Now as to the question of "what about houses in Tornado Alley - when will their insurance be cut?" There is a difference between a tornado and a hurricane: in general, while a tornado might destroy my house, it is not going to destroy all houses in the county. Events like the EF5 that destroyed Greensburg are MUCH less likely than a hurricane making landfall in Florida for any given time period. But rest assured, my insurance rates reflect the risk of a tornado hitting my house.
Lastly, there is the observation that "But the insurance companies are making $HUGEVAL dollars a year - OMGWTFBBQ! they should be punished!" Remember, this is all statistics, so it only "works" over a long period of time. If the insurance companies don't make $HUGEVAL most years, then when a year comes in which there are massive disasters (floods, EF5 tornadoes, fires, etc.) they won't have the cash to pay out. (now, that said: the insurance companies have no right to bitch when such a year comes along: they need to pay out quickly and efficiently, and not bitch about running in the red (or simply in the less black) for a year.) But if I consistently win my bets with my bookie, he has the right to either a) stop accepting my bets or b) alter the odds based upon that fact. Why should the insurance companies be any different?
Wikipedia says many things, most of which should be taken with on the order of a kiloton of NaCl.
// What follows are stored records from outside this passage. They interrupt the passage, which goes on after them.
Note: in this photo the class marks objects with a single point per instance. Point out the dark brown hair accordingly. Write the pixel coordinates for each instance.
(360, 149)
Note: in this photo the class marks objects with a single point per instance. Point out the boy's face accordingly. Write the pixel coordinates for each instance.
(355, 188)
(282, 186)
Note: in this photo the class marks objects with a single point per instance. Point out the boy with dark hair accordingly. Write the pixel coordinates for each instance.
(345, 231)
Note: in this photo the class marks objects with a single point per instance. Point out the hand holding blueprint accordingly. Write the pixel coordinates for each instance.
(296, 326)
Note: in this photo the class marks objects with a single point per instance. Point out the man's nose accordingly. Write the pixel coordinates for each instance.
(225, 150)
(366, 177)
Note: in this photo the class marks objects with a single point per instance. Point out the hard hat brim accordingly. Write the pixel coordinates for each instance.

Both gambling and insurance transfer risk and reward. The similarity ends there.
Gambling transactions offer the possibility of either a loss or a gain. Gambling creates losers and winners. Insurance transactions do not present the possibility of gain. Insurance offers financial support sufficient to replace loss, not to create pure gain.
Not true. Consider: I insure my car against damage. Before making even the first payment on the insurance, I get hit. Insofar as the transaction between the insurance company and me is concerned, I have gained more money than I have paid in: I have gained.
Gamblers can continue spending, buying more risk than they can afford to pay for. Insurance buyers can only spend up to the limit of what carriers will accept to insure; their loss is limited to the amount of the premium.
Not strictly true: a gambler may risk only what the bookie is willing to allow him to risk, just as an insuree may insure no more than the insurance company is willing to accept.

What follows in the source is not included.